La patria de mis tobillos

(Diario de un confinamiento)

Durante cuarenta y nueve días la patria de mis tobillos ha sido el cielo,  una bóveda amplia adornada en destellos alados del color del estaño, una bóveda púrpura de tardes aupadas en aplausos ajenos a los estorninos que a esa hora exacta sacuden sus alas ofreciendo sus cuerpos al dios de las sombras. En estos días, de mis talones se descuelgan mis sueños y algunas mañanas, recién levantados, encaramados en la flecha violenta del relámpago vagan rebeldes, locos, tristes, pero libres. Ellos arriba y libres; yo abajo y encadenada a mi aliento. ¿Quién puede atarme los sueños? ¿Quién puede con una lazada gris apresar la materia de esta soñadora terca y astral?

Este abril sin primavera, de vencejos como flores y del rastro salpicado de claveles en la estela de las golondrinas, de aire tan virginal, tan de azucenas, que atraviesa el silencio de esta ciudad detenida sobre sí misma, sobre el tiempo. En este abril sin primavera, el cielo es el marullo de los besos, de la quimera y de los besos, que como una marea suave hecha de cartas mensajeras mece -madre que a volandas te acuna- mece, con ingravidez y ternura, cada uno de mis sueños.

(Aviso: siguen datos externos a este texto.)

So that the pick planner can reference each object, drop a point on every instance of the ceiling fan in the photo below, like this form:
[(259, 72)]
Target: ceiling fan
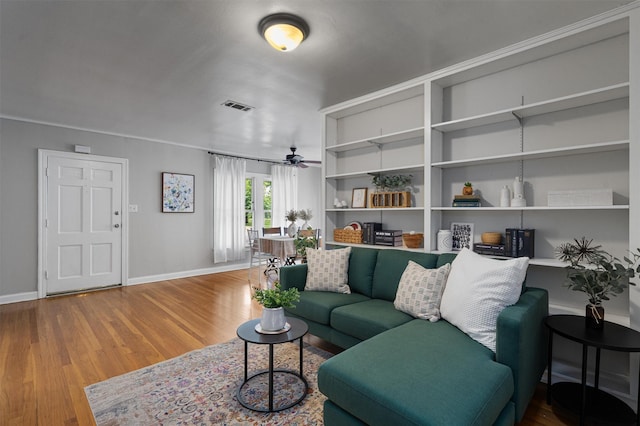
[(297, 160)]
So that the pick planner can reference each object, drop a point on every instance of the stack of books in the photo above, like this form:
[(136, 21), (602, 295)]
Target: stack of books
[(369, 232), (466, 201), (389, 238)]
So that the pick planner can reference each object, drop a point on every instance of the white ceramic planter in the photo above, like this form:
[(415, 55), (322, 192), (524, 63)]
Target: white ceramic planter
[(272, 319)]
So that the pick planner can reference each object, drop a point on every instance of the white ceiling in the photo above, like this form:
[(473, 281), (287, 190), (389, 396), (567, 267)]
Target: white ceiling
[(160, 69)]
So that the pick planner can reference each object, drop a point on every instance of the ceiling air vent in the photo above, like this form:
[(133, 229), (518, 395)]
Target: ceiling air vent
[(237, 105)]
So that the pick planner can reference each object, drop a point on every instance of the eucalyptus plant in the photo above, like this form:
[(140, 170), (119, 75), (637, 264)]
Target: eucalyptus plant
[(595, 272), (390, 182), (276, 297)]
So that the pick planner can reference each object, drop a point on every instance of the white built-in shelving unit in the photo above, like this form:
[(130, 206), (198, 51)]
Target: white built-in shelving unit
[(557, 110)]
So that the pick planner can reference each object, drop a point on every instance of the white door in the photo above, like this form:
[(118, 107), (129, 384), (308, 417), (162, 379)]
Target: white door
[(83, 224)]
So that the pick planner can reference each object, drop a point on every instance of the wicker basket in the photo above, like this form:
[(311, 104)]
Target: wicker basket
[(413, 240), (347, 236)]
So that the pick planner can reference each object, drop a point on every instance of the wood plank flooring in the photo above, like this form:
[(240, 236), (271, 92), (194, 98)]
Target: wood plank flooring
[(50, 349)]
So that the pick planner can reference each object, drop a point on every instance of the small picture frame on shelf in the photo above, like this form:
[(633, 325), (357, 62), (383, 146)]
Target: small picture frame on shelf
[(359, 198), (461, 236)]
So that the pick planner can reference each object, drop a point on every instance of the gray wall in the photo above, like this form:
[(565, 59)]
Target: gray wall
[(158, 243)]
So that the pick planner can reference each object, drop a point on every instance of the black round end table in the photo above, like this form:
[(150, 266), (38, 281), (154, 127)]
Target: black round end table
[(589, 401), (251, 384)]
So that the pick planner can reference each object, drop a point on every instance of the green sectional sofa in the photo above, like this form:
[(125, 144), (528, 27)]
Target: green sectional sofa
[(405, 371)]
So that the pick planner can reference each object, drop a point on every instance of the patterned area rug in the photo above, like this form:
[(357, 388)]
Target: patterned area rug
[(200, 388)]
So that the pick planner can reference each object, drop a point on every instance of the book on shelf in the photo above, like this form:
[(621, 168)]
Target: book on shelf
[(389, 233), (368, 232), (466, 204), (489, 249), (389, 241), (519, 242), (466, 198)]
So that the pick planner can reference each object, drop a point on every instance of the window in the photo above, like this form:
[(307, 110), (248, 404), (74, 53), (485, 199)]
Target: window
[(258, 207)]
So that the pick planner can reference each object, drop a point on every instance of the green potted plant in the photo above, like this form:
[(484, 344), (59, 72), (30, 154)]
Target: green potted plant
[(273, 301), (597, 273)]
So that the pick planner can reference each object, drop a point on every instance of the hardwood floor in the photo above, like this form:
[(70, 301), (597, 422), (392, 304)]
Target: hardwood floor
[(50, 349)]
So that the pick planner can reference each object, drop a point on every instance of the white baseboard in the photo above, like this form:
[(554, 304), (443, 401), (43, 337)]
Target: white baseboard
[(185, 274), (18, 297)]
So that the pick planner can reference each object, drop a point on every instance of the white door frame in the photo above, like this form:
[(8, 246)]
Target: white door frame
[(43, 157)]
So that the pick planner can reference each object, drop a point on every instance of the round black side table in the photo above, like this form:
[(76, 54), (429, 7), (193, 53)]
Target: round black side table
[(248, 333), (589, 401)]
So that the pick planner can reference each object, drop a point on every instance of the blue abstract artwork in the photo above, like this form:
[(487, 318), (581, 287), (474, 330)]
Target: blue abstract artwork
[(177, 193)]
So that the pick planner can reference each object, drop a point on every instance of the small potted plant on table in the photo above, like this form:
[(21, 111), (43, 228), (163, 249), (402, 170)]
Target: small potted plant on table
[(274, 300), (597, 273)]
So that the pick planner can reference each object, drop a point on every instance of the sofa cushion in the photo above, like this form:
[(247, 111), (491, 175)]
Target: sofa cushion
[(420, 291), (328, 270), (361, 266), (366, 319), (389, 268), (317, 305), (478, 289), (419, 373)]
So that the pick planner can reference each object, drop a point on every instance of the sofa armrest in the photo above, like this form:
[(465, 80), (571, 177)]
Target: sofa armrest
[(293, 276), (521, 344)]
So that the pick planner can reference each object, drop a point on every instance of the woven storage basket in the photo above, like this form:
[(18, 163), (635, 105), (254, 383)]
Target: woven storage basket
[(347, 236), (413, 240)]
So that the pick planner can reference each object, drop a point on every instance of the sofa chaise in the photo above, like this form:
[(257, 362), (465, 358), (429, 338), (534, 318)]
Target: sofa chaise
[(400, 370)]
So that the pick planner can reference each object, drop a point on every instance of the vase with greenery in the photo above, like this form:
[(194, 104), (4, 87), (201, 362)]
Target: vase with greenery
[(390, 182), (597, 273), (291, 216), (273, 301), (303, 242), (305, 215)]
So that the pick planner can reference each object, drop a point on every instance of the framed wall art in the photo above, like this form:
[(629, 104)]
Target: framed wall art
[(178, 193), (359, 198), (461, 236)]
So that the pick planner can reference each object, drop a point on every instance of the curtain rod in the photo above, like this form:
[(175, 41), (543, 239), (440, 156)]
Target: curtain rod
[(243, 158)]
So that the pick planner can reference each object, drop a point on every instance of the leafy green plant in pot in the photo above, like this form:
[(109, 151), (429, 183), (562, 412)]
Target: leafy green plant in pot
[(597, 273), (274, 300)]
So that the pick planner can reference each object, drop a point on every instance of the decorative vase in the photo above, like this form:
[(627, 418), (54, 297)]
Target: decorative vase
[(272, 319), (444, 240), (594, 316), (292, 229), (505, 196)]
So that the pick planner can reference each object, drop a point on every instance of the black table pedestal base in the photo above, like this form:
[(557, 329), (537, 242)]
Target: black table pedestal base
[(601, 407)]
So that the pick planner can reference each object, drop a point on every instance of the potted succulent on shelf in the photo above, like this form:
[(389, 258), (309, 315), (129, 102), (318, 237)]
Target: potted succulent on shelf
[(597, 273), (291, 216), (274, 300)]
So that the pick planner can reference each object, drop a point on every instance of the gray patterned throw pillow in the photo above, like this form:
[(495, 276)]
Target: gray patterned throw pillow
[(328, 270), (420, 291)]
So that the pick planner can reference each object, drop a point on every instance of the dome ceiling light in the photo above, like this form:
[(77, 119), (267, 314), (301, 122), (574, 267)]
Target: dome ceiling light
[(283, 31)]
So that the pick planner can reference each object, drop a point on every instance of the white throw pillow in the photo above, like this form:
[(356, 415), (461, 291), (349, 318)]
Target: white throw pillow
[(420, 290), (478, 289), (328, 270)]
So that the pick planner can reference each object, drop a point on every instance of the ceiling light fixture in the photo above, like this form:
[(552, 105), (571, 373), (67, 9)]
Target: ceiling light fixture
[(283, 31)]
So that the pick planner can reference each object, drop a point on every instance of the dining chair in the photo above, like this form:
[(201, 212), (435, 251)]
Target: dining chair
[(272, 262), (257, 253), (308, 234)]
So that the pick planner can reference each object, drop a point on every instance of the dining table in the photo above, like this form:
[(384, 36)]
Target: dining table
[(281, 247)]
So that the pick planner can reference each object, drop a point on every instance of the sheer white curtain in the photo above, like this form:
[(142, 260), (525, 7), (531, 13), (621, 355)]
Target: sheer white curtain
[(228, 209), (284, 181)]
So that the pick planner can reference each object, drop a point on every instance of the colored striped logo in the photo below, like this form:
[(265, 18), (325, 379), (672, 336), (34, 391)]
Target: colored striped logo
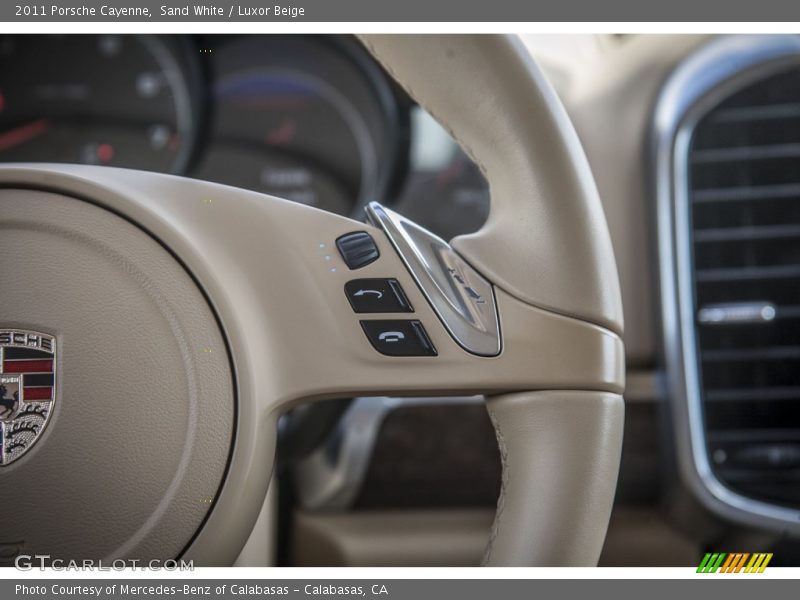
[(736, 562), (27, 390)]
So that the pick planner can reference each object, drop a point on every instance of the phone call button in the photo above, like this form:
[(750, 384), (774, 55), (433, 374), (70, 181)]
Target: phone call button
[(399, 337)]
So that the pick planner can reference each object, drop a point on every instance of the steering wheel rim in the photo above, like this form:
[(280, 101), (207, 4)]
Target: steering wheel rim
[(272, 278)]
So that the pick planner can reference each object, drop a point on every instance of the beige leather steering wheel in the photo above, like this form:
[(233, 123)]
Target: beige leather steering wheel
[(180, 318)]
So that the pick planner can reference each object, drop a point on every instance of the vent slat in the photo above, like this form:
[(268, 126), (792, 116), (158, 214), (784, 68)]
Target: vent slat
[(753, 394), (751, 354), (730, 234), (748, 273), (757, 113), (745, 153)]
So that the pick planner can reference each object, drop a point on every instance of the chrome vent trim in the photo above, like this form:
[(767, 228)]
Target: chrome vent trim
[(719, 68)]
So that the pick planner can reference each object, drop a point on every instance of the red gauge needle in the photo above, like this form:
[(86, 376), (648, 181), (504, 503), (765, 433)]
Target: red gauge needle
[(24, 133)]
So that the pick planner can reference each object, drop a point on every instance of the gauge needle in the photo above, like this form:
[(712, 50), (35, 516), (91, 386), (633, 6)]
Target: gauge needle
[(24, 133)]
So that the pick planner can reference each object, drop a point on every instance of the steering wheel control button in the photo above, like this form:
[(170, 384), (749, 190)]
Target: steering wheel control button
[(377, 295), (399, 337), (358, 249), (461, 297)]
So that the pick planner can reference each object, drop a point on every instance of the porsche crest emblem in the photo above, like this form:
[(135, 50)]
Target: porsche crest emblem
[(27, 390)]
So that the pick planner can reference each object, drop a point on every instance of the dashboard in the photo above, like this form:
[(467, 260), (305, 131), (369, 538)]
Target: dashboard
[(309, 118), (696, 168)]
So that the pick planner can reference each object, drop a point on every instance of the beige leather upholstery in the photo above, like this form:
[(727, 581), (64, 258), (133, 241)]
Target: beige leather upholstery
[(560, 453), (546, 240), (546, 243)]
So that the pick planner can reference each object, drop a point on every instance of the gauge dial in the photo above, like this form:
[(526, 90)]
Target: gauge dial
[(111, 100), (296, 118)]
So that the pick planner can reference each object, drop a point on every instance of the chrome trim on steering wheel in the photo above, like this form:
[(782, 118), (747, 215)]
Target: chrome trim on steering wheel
[(461, 297)]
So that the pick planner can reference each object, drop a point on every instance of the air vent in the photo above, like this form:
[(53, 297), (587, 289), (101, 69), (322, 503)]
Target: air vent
[(744, 194)]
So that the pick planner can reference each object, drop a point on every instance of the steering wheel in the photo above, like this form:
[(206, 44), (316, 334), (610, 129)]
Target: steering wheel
[(153, 328)]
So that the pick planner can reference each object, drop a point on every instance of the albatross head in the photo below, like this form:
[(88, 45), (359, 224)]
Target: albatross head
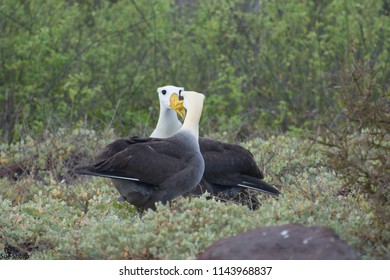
[(193, 102), (169, 99)]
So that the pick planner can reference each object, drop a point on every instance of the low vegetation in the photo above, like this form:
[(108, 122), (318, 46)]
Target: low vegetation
[(47, 213)]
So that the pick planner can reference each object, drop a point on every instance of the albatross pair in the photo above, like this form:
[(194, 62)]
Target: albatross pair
[(228, 168), (148, 170)]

Y no, no prefiero soñar a oscuras, prefiero que me envuelva la luz y la cumbre, prefiero soñar en el centro del día, en el centro del cielo. Estos cuarenta y nueve días de extrañeza tienen el pulso de un paréntesis, el carácter de un polizón amplio, furtivo, inabarcable, metido en cada hora, en cada segundo, recortado por un vano que intenta contenerlo, pero que no puede porque se escapa, porque el cielo se escapa y con él se lleva el sueño, ese pequeño y dulce sueño.